One reason I cannot forget the dahlias was their enormous size relative to me and the dog. We lived, at the peak of the season, in a shadowy green sub-dahlia world, chasing between the rows, the lush exotics towering over us with flowers like hats at Ascot: the poodle-clip pompoms, the spiky petalled cactus dahlias, and, above all, the mop-headed giants.

Dahlias come from a rather undistinguished wild origin, but have proved very responsive to horticulture. Breeding has resulted in an extraordinary array of forms and colors, true delphinium blue being about the only color that they can't be made to flaunt. There are deep maroons, clear bright yellow, salmon and apricot, crisp white, a purple-black piebald with white inverted commas, sheer vermilion, cream, and oranges galore.

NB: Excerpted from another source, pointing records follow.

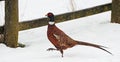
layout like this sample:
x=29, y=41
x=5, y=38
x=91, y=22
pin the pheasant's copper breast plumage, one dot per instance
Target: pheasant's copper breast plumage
x=61, y=40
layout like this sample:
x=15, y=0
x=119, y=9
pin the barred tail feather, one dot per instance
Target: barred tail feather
x=93, y=45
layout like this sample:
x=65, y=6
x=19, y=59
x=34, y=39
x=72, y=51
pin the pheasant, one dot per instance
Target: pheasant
x=61, y=40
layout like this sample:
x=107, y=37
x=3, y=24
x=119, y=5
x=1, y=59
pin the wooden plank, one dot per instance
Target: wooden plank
x=65, y=17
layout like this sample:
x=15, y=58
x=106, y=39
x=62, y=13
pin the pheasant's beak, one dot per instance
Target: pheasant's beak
x=46, y=15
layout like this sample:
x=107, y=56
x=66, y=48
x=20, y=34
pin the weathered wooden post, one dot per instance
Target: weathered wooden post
x=115, y=11
x=11, y=23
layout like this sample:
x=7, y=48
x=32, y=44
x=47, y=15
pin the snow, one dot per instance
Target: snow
x=95, y=29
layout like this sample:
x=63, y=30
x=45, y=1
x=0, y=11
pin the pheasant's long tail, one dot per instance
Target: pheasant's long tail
x=94, y=45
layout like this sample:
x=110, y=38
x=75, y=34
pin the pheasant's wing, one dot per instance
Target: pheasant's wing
x=64, y=40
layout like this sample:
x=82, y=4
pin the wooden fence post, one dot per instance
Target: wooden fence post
x=11, y=23
x=115, y=11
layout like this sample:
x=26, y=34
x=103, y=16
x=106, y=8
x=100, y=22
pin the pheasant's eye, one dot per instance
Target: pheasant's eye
x=49, y=14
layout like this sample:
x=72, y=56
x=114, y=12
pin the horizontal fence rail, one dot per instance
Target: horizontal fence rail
x=64, y=17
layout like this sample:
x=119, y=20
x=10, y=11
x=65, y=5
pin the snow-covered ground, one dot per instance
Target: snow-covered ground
x=95, y=29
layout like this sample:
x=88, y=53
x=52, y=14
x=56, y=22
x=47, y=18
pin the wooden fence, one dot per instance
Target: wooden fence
x=12, y=26
x=63, y=17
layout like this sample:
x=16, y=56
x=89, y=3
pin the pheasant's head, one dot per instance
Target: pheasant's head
x=51, y=16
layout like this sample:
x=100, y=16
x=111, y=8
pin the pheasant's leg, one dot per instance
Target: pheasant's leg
x=49, y=49
x=61, y=52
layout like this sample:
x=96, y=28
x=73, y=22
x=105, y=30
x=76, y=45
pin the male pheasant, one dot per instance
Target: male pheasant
x=61, y=40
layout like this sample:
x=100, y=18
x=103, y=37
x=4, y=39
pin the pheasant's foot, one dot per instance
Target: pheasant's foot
x=51, y=49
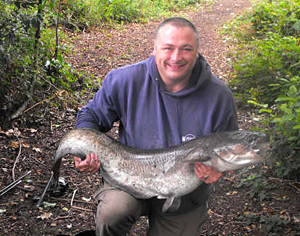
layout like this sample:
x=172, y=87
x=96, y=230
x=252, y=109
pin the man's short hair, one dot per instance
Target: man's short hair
x=178, y=22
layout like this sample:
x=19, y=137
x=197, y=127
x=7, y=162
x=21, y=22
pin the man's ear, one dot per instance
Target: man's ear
x=154, y=49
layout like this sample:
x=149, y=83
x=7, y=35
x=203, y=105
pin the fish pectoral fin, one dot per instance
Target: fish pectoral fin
x=171, y=204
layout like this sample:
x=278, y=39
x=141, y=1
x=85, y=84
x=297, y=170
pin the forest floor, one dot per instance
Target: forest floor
x=30, y=145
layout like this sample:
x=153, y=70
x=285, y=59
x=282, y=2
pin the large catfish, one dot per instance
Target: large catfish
x=163, y=173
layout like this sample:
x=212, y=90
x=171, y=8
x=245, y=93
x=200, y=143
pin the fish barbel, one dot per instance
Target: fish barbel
x=166, y=173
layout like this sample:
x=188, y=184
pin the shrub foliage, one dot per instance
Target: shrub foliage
x=266, y=62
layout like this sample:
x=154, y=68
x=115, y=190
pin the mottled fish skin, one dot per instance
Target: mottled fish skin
x=163, y=173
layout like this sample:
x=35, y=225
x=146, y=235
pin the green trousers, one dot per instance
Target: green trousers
x=117, y=211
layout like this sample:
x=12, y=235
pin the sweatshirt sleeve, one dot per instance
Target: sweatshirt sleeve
x=100, y=112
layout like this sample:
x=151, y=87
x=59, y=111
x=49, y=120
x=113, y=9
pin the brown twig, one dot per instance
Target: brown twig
x=82, y=209
x=73, y=196
x=17, y=158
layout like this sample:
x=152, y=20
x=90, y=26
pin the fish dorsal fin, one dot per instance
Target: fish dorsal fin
x=171, y=204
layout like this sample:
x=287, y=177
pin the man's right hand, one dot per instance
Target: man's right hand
x=90, y=164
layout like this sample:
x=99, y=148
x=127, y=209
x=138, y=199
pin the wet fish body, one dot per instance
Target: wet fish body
x=163, y=173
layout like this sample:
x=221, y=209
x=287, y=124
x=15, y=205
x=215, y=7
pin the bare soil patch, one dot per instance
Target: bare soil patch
x=32, y=144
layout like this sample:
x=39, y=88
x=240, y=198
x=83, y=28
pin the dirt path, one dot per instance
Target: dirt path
x=98, y=52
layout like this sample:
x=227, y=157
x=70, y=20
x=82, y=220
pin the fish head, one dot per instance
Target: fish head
x=239, y=149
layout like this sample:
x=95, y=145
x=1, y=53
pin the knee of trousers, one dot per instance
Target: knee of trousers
x=113, y=211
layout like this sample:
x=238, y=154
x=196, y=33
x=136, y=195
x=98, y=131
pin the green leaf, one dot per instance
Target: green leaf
x=296, y=26
x=296, y=127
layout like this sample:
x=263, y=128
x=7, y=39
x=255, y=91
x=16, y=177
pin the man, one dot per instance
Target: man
x=169, y=98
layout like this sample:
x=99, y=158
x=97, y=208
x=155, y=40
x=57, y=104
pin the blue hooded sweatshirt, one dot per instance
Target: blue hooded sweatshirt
x=151, y=117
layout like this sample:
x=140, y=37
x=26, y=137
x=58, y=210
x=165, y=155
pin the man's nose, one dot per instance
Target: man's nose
x=176, y=55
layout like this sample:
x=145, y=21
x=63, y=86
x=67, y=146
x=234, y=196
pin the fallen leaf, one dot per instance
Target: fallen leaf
x=2, y=211
x=45, y=216
x=48, y=204
x=86, y=199
x=25, y=145
x=36, y=149
x=14, y=144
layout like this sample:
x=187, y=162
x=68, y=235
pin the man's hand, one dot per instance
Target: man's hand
x=206, y=173
x=90, y=164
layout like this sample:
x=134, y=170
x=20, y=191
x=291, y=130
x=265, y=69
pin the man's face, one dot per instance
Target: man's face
x=175, y=52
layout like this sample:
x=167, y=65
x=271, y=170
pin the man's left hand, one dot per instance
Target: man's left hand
x=206, y=173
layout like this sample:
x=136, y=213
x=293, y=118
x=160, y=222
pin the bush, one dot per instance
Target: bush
x=266, y=64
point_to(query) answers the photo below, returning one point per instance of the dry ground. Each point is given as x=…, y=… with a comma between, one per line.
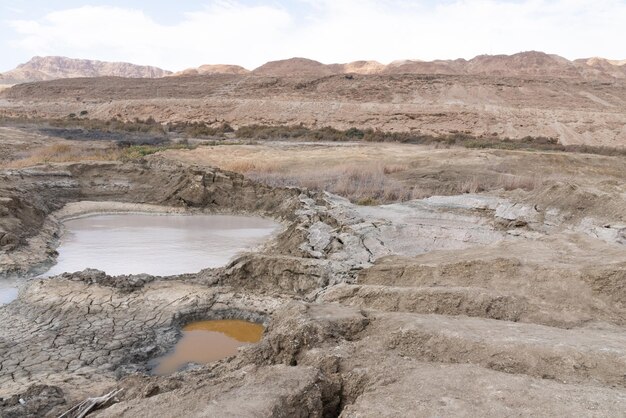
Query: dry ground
x=371, y=173
x=574, y=111
x=501, y=293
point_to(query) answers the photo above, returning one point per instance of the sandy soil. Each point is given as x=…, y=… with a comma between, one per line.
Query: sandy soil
x=572, y=110
x=505, y=300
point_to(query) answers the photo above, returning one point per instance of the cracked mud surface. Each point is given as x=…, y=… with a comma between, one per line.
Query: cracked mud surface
x=462, y=305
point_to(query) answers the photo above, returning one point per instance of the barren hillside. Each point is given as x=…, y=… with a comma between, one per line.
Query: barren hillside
x=50, y=68
x=573, y=110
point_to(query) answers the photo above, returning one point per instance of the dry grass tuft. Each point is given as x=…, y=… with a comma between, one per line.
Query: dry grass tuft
x=364, y=184
x=62, y=153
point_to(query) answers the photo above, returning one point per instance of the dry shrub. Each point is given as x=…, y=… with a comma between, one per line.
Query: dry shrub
x=508, y=182
x=513, y=182
x=363, y=184
x=62, y=152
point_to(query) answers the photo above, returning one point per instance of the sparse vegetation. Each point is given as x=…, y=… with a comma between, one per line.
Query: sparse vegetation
x=73, y=152
x=219, y=130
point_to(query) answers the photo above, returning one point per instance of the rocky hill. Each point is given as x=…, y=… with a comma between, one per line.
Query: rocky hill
x=524, y=64
x=213, y=69
x=50, y=68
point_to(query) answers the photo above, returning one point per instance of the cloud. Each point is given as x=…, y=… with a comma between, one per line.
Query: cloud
x=330, y=31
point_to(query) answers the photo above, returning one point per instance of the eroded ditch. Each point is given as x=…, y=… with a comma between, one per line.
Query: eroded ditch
x=336, y=288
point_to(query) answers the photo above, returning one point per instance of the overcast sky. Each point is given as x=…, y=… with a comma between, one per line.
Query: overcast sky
x=187, y=33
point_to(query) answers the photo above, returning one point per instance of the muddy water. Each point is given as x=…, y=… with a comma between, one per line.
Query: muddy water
x=157, y=245
x=207, y=341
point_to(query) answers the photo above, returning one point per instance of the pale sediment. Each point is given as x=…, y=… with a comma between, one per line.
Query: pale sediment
x=367, y=310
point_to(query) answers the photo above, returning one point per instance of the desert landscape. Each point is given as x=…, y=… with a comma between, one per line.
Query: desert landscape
x=418, y=238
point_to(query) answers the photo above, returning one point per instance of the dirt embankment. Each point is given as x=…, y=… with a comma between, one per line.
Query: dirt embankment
x=479, y=304
x=572, y=110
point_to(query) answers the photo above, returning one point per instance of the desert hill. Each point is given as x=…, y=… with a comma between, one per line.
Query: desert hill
x=213, y=69
x=523, y=64
x=50, y=68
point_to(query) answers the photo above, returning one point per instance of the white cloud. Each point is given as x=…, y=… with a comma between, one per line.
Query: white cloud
x=333, y=31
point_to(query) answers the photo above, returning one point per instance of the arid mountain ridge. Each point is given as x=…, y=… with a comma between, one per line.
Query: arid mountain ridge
x=51, y=68
x=528, y=94
x=532, y=63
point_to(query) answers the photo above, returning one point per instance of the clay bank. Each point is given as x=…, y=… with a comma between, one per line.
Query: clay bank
x=430, y=289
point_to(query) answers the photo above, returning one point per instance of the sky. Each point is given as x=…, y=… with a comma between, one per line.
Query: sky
x=180, y=34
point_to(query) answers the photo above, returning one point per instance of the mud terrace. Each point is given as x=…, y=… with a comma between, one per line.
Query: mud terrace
x=468, y=305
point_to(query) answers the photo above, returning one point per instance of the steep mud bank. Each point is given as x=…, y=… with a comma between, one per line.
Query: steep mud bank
x=30, y=195
x=442, y=292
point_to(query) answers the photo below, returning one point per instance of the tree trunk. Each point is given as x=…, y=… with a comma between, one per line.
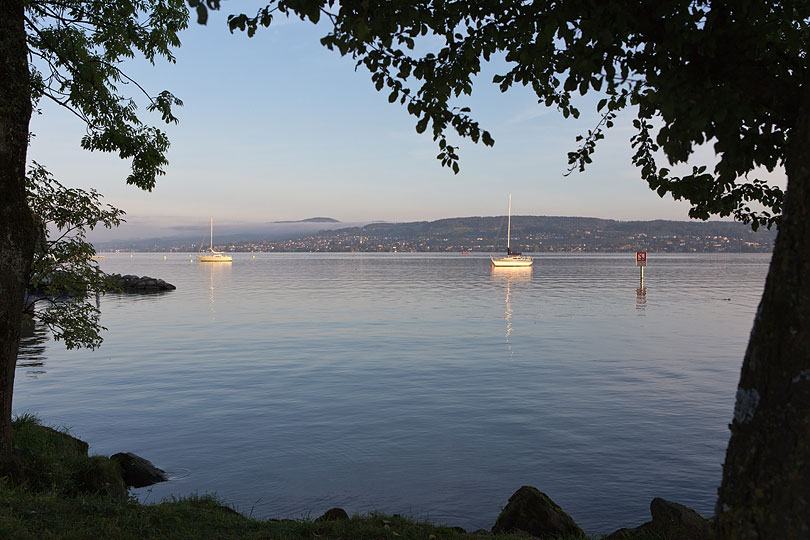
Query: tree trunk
x=17, y=232
x=765, y=492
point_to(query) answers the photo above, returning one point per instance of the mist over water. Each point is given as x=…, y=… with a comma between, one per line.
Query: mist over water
x=425, y=385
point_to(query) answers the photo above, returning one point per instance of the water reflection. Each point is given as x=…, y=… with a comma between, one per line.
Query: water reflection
x=508, y=276
x=215, y=272
x=31, y=354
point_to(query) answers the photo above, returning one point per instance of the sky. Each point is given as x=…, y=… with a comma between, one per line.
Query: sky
x=277, y=127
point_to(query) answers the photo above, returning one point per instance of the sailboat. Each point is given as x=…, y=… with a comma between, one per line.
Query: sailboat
x=210, y=255
x=512, y=258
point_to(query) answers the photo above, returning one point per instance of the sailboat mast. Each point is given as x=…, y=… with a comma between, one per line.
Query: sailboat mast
x=509, y=223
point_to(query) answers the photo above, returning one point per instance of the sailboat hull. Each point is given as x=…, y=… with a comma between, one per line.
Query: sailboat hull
x=511, y=261
x=214, y=258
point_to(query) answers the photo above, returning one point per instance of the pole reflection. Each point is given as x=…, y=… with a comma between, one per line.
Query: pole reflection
x=31, y=353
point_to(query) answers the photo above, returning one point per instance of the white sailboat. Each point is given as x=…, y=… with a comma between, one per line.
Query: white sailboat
x=512, y=258
x=210, y=255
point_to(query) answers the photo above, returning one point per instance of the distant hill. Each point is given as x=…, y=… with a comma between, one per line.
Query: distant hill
x=312, y=220
x=532, y=234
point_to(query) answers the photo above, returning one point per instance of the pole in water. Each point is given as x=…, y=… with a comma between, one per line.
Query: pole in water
x=641, y=262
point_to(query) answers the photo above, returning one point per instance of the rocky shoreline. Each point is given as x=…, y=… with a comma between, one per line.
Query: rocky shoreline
x=529, y=512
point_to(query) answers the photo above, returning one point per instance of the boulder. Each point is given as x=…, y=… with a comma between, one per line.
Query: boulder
x=138, y=472
x=139, y=284
x=670, y=520
x=532, y=511
x=334, y=514
x=99, y=475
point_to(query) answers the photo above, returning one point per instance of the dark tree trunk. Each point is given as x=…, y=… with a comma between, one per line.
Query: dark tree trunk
x=765, y=492
x=17, y=233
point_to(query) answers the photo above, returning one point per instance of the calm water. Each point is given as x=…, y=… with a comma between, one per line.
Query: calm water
x=430, y=386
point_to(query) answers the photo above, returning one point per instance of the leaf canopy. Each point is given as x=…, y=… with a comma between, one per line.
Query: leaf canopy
x=76, y=49
x=695, y=72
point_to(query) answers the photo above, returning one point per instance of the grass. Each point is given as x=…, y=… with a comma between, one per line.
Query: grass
x=66, y=494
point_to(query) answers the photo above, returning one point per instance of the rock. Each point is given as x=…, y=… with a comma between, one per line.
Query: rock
x=670, y=520
x=135, y=284
x=334, y=514
x=138, y=472
x=100, y=476
x=532, y=511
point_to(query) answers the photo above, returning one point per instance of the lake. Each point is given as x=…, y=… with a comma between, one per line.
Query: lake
x=431, y=386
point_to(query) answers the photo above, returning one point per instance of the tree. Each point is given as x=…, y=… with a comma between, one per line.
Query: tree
x=731, y=74
x=64, y=272
x=71, y=52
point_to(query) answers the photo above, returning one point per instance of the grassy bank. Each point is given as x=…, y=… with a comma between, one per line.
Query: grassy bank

This salad of colors I was certain came from heaven, and I still think so.

We had a large dark shed at the back known as the incubator house. Chicks had been hatched here. Probably before I myself was hatched.

By the time I became conscious of my surroundings, the building was used for a different livestock altogether: buckets and buckets of blooms cut and bunched, ready for market. The sweet peas filled the dark space with incredible perfume. The dahlias and chrysanths had their own unmistakable smells, indelible, acrid. These smells issued from the leaves and stems, as I came to know well when my fingers could be trusted to help with the fiddly disbudding process designed to concentrate a plant's efforts into producing a few prize blooms rather than a multiplicity of small ones.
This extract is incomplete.